TOSS offers clients access to a proprietary threat monitoring and analysis service that includes collecting and analyzing Open Source Intelligence (OSINT). Safeguard your organization by identifying potential risk and threats with the scientific methodology of qualitative analysis. The TOSS advantage is the real world experience of TOSS researchers, which guides how they collect, group, and analyze qualitative data.

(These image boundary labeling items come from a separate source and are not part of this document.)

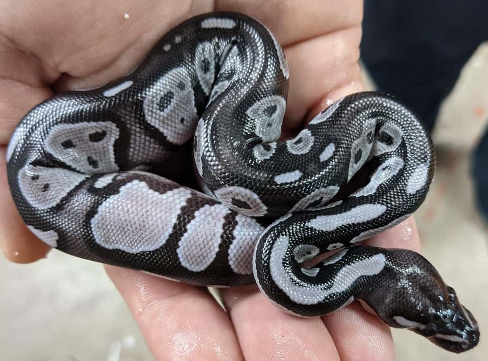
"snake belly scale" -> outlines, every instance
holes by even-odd
[[[190,19],[127,76],[25,115],[7,151],[17,206],[79,257],[200,285],[255,282],[300,316],[360,299],[450,351],[475,346],[474,317],[425,259],[358,245],[425,198],[435,157],[423,127],[392,97],[362,93],[280,140],[289,77],[255,20]],[[184,165],[202,192],[153,171],[177,173],[167,161],[189,144]]]

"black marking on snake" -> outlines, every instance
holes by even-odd
[[[362,156],[362,150],[358,149],[357,152],[356,152],[356,154],[354,155],[354,163],[356,164],[359,163],[359,161],[361,160],[361,157]]]
[[[210,61],[208,58],[204,58],[202,61],[202,70],[205,74],[210,70]]]
[[[370,132],[366,135],[366,140],[368,143],[373,143],[375,135],[373,132]]]
[[[238,208],[241,208],[243,209],[250,209],[252,208],[249,204],[244,201],[241,200],[240,199],[237,199],[233,197],[232,199],[231,203],[233,205],[235,205],[236,207],[237,207]]]
[[[232,28],[207,28],[202,26],[207,23],[203,22],[205,21],[233,25]],[[173,47],[170,51],[165,51],[166,45],[173,44],[177,36],[185,41],[178,44],[176,51]],[[218,101],[210,103],[208,106],[209,97],[200,85],[193,57],[198,46],[207,42],[214,46],[215,58],[221,61],[228,56],[229,53],[226,52],[230,51],[233,46],[239,47],[236,55],[239,61],[232,67],[231,71],[219,74],[220,67],[217,65],[214,87],[225,81],[230,81],[231,85],[220,95]],[[212,66],[209,61],[206,61],[209,64],[204,58],[198,65],[205,72]],[[358,247],[350,243],[355,242],[358,237],[362,239],[365,234],[371,236],[392,227],[404,219],[406,215],[414,212],[423,201],[434,168],[432,143],[423,126],[407,107],[391,97],[376,92],[351,95],[343,98],[338,106],[329,109],[327,122],[317,122],[307,127],[314,139],[308,153],[290,154],[286,141],[278,140],[277,132],[272,160],[257,162],[252,156],[253,147],[260,144],[264,151],[269,151],[271,147],[256,137],[253,127],[259,124],[272,129],[274,125],[272,122],[281,119],[271,119],[278,110],[276,105],[265,107],[260,114],[261,118],[251,119],[252,121],[250,121],[246,111],[257,102],[269,97],[279,96],[286,99],[288,79],[283,70],[284,64],[280,63],[283,62],[277,57],[274,41],[268,31],[255,20],[229,13],[203,15],[187,20],[164,36],[138,69],[128,76],[98,89],[55,96],[40,104],[21,121],[20,126],[29,136],[12,140],[17,142],[11,144],[12,156],[7,164],[11,191],[22,217],[28,225],[37,229],[55,232],[59,236],[57,248],[80,257],[142,269],[200,285],[234,286],[256,282],[263,294],[273,302],[289,312],[301,316],[321,315],[341,307],[351,297],[361,298],[374,310],[381,320],[393,327],[412,329],[449,351],[462,352],[474,347],[479,335],[474,318],[459,303],[454,290],[444,283],[424,258],[410,251]],[[187,86],[182,82],[182,86],[179,83],[163,84],[166,88],[157,96],[160,98],[159,102],[156,101],[156,110],[176,112],[171,114],[176,115],[172,117],[174,124],[163,122],[161,131],[157,131],[157,128],[148,122],[144,112],[143,102],[148,92],[152,89],[147,88],[176,67],[184,69],[189,75],[192,88],[185,88]],[[251,74],[253,76],[249,76]],[[131,86],[123,91],[112,96],[104,95],[106,91],[129,81],[132,82]],[[165,210],[148,210],[153,200],[164,199],[168,205],[179,205],[179,203],[174,203],[177,199],[165,198],[164,195],[171,190],[180,190],[181,194],[189,194],[181,186],[170,180],[137,170],[137,167],[146,165],[134,164],[129,156],[130,146],[139,146],[150,152],[154,146],[152,142],[136,145],[131,142],[134,133],[141,130],[147,138],[157,140],[158,146],[164,147],[168,153],[185,148],[185,145],[182,148],[166,141],[164,134],[166,131],[175,133],[192,128],[187,124],[190,119],[184,115],[189,105],[173,104],[178,98],[173,93],[175,90],[191,92],[197,114],[206,119],[201,139],[203,183],[214,193],[227,195],[225,199],[220,200],[225,206],[248,215],[239,216],[247,220],[239,225],[239,229],[242,232],[240,236],[247,237],[255,245],[252,260],[253,275],[237,274],[229,264],[228,252],[235,239],[233,232],[236,226],[237,214],[230,209],[223,219],[209,219],[204,227],[194,229],[194,234],[188,235],[196,239],[203,239],[204,235],[205,239],[208,239],[206,232],[210,232],[219,240],[217,253],[212,254],[216,255],[208,267],[193,272],[178,259],[179,243],[189,231],[188,225],[195,218],[195,213],[206,204],[215,205],[219,201],[194,191],[191,192],[185,205],[179,208],[175,216],[177,220],[167,239],[156,249],[126,252],[120,248],[121,245],[117,245],[116,239],[112,239],[109,240],[115,247],[109,249],[97,243],[93,236],[90,220],[105,202],[118,199],[115,196],[119,194],[121,187],[147,185],[144,188],[145,198],[134,196],[133,199],[126,199],[115,204],[113,209],[116,215],[120,216],[121,222],[129,222],[124,223],[128,227],[131,226],[132,221],[124,217],[128,207],[143,210],[141,214],[155,215],[156,218],[150,217],[151,219],[148,219],[146,224],[141,227],[143,235],[161,231],[157,217],[164,214]],[[381,116],[378,117],[378,114]],[[49,118],[45,114],[49,114]],[[42,140],[52,127],[63,124],[107,122],[113,122],[119,130],[113,149],[106,152],[112,152],[113,159],[110,158],[110,161],[114,162],[120,171],[111,182],[107,181],[105,187],[98,188],[94,186],[100,174],[87,174],[84,180],[76,185],[60,183],[64,181],[61,178],[44,179],[43,175],[37,173],[22,177],[24,167],[30,166],[75,170],[44,148]],[[265,123],[260,123],[263,122]],[[362,153],[365,151],[362,149],[352,155],[351,161],[352,144],[364,134],[366,124],[369,127],[374,125],[377,132],[385,125],[398,129],[403,139],[394,152],[366,157]],[[98,129],[94,128],[88,133],[85,144],[74,144],[72,140],[66,139],[59,139],[59,144],[65,149],[74,146],[90,149],[90,145],[95,145],[93,142],[103,144],[102,141],[108,135]],[[394,143],[395,139],[390,134],[380,133],[376,137],[373,132],[367,134],[366,141],[373,143],[373,149],[376,148],[375,142],[386,145]],[[304,139],[299,138],[294,141],[299,144]],[[317,155],[323,151],[324,145],[331,143],[335,151],[327,162],[320,162]],[[94,153],[86,158],[94,170],[100,168],[98,157]],[[384,170],[385,167],[382,165],[393,157],[400,157],[404,162],[398,174],[383,180],[372,194],[355,197],[353,193],[367,185],[376,170]],[[109,158],[104,156],[103,159]],[[351,161],[365,163],[357,165],[358,170],[348,182]],[[127,171],[131,169],[137,171]],[[416,185],[414,189],[417,190],[410,194],[406,191],[405,185],[412,175],[418,175],[414,174],[416,170],[423,174],[413,179],[425,181],[418,187]],[[277,176],[279,180],[286,180],[299,175],[295,181],[274,182]],[[25,182],[38,179],[42,179],[42,183],[36,183],[32,187],[25,185]],[[133,180],[138,182],[131,183]],[[342,201],[337,206],[297,210],[287,216],[289,218],[285,221],[270,224],[262,233],[260,228],[257,231],[253,228],[254,226],[246,225],[256,224],[254,219],[248,220],[247,217],[259,215],[262,217],[256,218],[256,222],[266,226],[287,214],[306,197],[312,197],[313,195],[311,195],[317,190],[331,187],[339,188],[333,198],[328,201],[329,203]],[[57,189],[69,190],[58,204],[46,211],[29,203],[29,189],[46,193],[46,197]],[[218,190],[222,190],[217,192]],[[323,198],[319,197],[302,203],[313,208],[323,203]],[[86,208],[79,208],[80,204]],[[219,206],[219,212],[216,214],[222,214],[221,206]],[[85,217],[79,217],[79,215],[88,208],[90,210],[85,212]],[[213,217],[216,217],[215,214]],[[80,218],[83,220],[81,224],[74,220]],[[110,232],[107,234],[109,237]],[[42,237],[42,233],[40,235]],[[140,239],[134,239],[134,242],[137,249],[141,247],[145,249]],[[293,250],[299,245],[312,245],[321,252],[325,252],[329,246],[338,247],[338,244],[343,244],[343,248],[348,248],[348,252],[333,266],[323,265],[323,262],[317,265],[319,269],[315,276],[303,274],[300,270],[300,265],[291,256]],[[212,245],[203,245],[205,247],[202,249],[211,249],[215,252],[216,244],[214,242]],[[411,272],[412,267],[418,272]],[[354,272],[349,272],[351,270]],[[340,278],[340,282],[336,282],[337,277]],[[295,282],[296,280],[300,282]],[[401,286],[404,284],[410,287],[406,289]],[[453,312],[446,312],[446,310]]]

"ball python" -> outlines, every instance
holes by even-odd
[[[358,244],[424,199],[435,156],[421,123],[364,92],[280,139],[289,77],[256,20],[188,20],[127,76],[25,116],[7,149],[15,203],[36,236],[78,257],[195,285],[256,282],[301,316],[360,300],[447,350],[474,347],[476,321],[428,261]],[[174,181],[188,169],[201,192]]]

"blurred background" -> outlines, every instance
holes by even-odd
[[[488,4],[484,3],[365,2],[361,52],[367,86],[410,104],[432,130],[435,144],[436,175],[415,214],[422,253],[456,289],[481,333],[476,348],[456,355],[413,333],[393,329],[399,361],[487,359]],[[0,359],[154,359],[101,265],[56,250],[47,258],[18,265],[0,257]]]

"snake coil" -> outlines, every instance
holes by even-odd
[[[190,19],[127,76],[25,115],[7,152],[17,206],[79,257],[200,285],[256,282],[300,316],[360,299],[449,351],[475,346],[476,321],[425,259],[357,244],[425,198],[435,162],[423,127],[392,97],[362,93],[279,140],[288,78],[255,20]],[[206,194],[161,175],[178,175],[192,139]]]

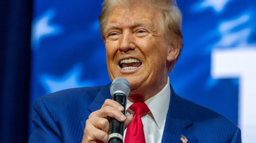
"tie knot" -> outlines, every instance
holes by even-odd
[[[150,111],[144,102],[135,102],[129,108],[134,112],[135,114],[140,115],[141,116],[143,116]]]

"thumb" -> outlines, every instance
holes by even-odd
[[[126,115],[126,119],[125,120],[125,121],[124,122],[124,126],[126,128],[129,125],[130,123],[133,120],[133,117],[131,115]]]

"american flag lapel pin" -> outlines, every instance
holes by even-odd
[[[181,139],[180,139],[180,140],[182,142],[182,143],[187,143],[188,140],[187,139],[186,137],[183,135],[181,134]]]

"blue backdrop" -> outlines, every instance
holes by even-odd
[[[30,110],[35,100],[44,94],[110,82],[98,20],[102,1],[34,0]],[[256,97],[251,98],[256,93],[250,90],[248,92],[252,96],[244,95],[241,91],[244,90],[241,86],[242,74],[229,76],[233,73],[232,65],[239,68],[237,62],[227,61],[225,66],[222,64],[230,58],[222,58],[221,62],[217,60],[223,54],[228,57],[223,51],[227,51],[227,55],[238,49],[249,49],[253,54],[250,61],[256,61],[253,56],[256,57],[256,54],[253,55],[256,53],[256,2],[186,0],[178,3],[183,16],[184,47],[174,72],[169,74],[175,91],[238,124],[244,141],[245,138],[252,139],[256,131],[250,135],[244,134],[248,125],[243,123],[246,122],[246,117],[253,118],[256,113],[241,113],[248,107],[240,99],[255,101]],[[235,54],[235,58],[237,56]],[[255,67],[256,63],[252,63],[255,64],[243,64]],[[230,74],[222,74],[226,69],[230,69]],[[251,70],[256,72],[255,68]],[[256,85],[253,82],[250,85]],[[250,123],[256,127],[255,122]],[[29,133],[31,121],[29,124]]]

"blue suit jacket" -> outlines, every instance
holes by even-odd
[[[67,89],[42,96],[34,104],[30,143],[80,143],[85,121],[111,97],[105,86]],[[222,115],[185,99],[171,87],[162,142],[240,143],[241,131]],[[160,104],[160,103],[159,103]]]

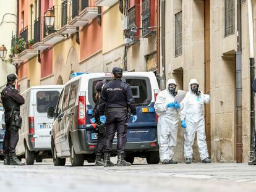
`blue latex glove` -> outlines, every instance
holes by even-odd
[[[177,101],[174,102],[174,107],[175,109],[181,109],[181,105],[179,103],[178,103]]]
[[[181,120],[181,127],[183,128],[186,128],[187,127],[187,124],[185,122],[185,120]]]
[[[91,122],[93,123],[95,123],[96,120],[94,117],[91,119]]]
[[[100,115],[100,120],[101,122],[101,123],[105,124],[106,122],[106,117],[105,115]]]
[[[175,103],[174,103],[173,102],[169,102],[167,105],[166,105],[166,107],[174,107],[175,106]]]
[[[132,115],[132,123],[134,123],[136,120],[137,120],[137,115]]]

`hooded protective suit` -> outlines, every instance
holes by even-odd
[[[185,120],[187,127],[184,128],[184,157],[192,158],[192,146],[195,132],[197,132],[197,145],[202,160],[208,157],[207,144],[205,141],[205,118],[203,116],[204,104],[210,102],[210,96],[201,91],[193,93],[192,84],[198,84],[196,79],[192,79],[189,84],[189,91],[181,102],[181,120]]]
[[[166,90],[158,93],[154,106],[159,116],[157,133],[159,153],[162,162],[173,158],[177,143],[179,109],[166,107],[167,104],[174,101],[174,96],[168,90],[171,83],[177,85],[175,80],[169,79],[166,83]]]

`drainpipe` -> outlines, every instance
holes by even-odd
[[[237,51],[236,52],[236,162],[242,162],[242,18],[241,4],[237,1]]]
[[[250,44],[250,161],[249,165],[256,164],[255,157],[255,109],[254,96],[255,93],[252,90],[252,83],[255,78],[254,74],[254,22],[252,16],[252,0],[247,1],[248,5],[248,21]]]
[[[156,78],[158,85],[160,85],[160,0],[157,0],[157,19],[156,19],[156,64],[157,64],[157,74]]]
[[[162,57],[162,75],[160,77],[160,89],[165,89],[165,0],[161,1],[161,57]]]

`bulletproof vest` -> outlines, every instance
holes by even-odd
[[[10,86],[7,86],[2,90],[1,95],[6,115],[9,115],[11,114],[12,107],[14,111],[20,111],[20,104],[15,102],[12,98],[6,95],[6,92],[7,91],[14,91],[13,88]]]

A TOSS report will include: 

  • Information Security Assessment-addressing administrative, technology and associated physical security
  • Physical security and safety assessment to include perimeter, volumetric and current security/safety protocol
  • Evaluation of general security and safety procedural documentation
  • Priority based recommendation table to address specific risks and vulnerabilities which will represent the basis of a delivered strategic plan

The process

Define Assets: The TOSS team works with key personnel at appropriate levels of an organization to establish a qualitative classification based on criticality with the primary focus on security and safety of personnel.

Threat Assessment:  The TOSS team will compile a risk profile specific to the customer, identifying and analyzing potentially harmful acts and the likelihood of their occurrence.

Vulnerability Analysis: The TOSS team will identify the physical, operational and procedural weaknesses that facilitate an assailant’s attack on any or all of the customer’s assets, prioritizing mitigating actions. 

Security Measures: The TOSS team will provide specific recommendations to concentrate resources to protect the most vital assets against the most probable threats, ensuring sensitivity to an organization’s cultural atmosphere focusing on policy and procedures, electronic security landscapes, and physical security barriers.

The TOSS Risk Assessment Process is available in whole or in part to business and/or property owners as well as architectural firms who in their design of buildings and/or floor space within a building must be sensitive to the operational environment and its inherent risks and vulnerabilities.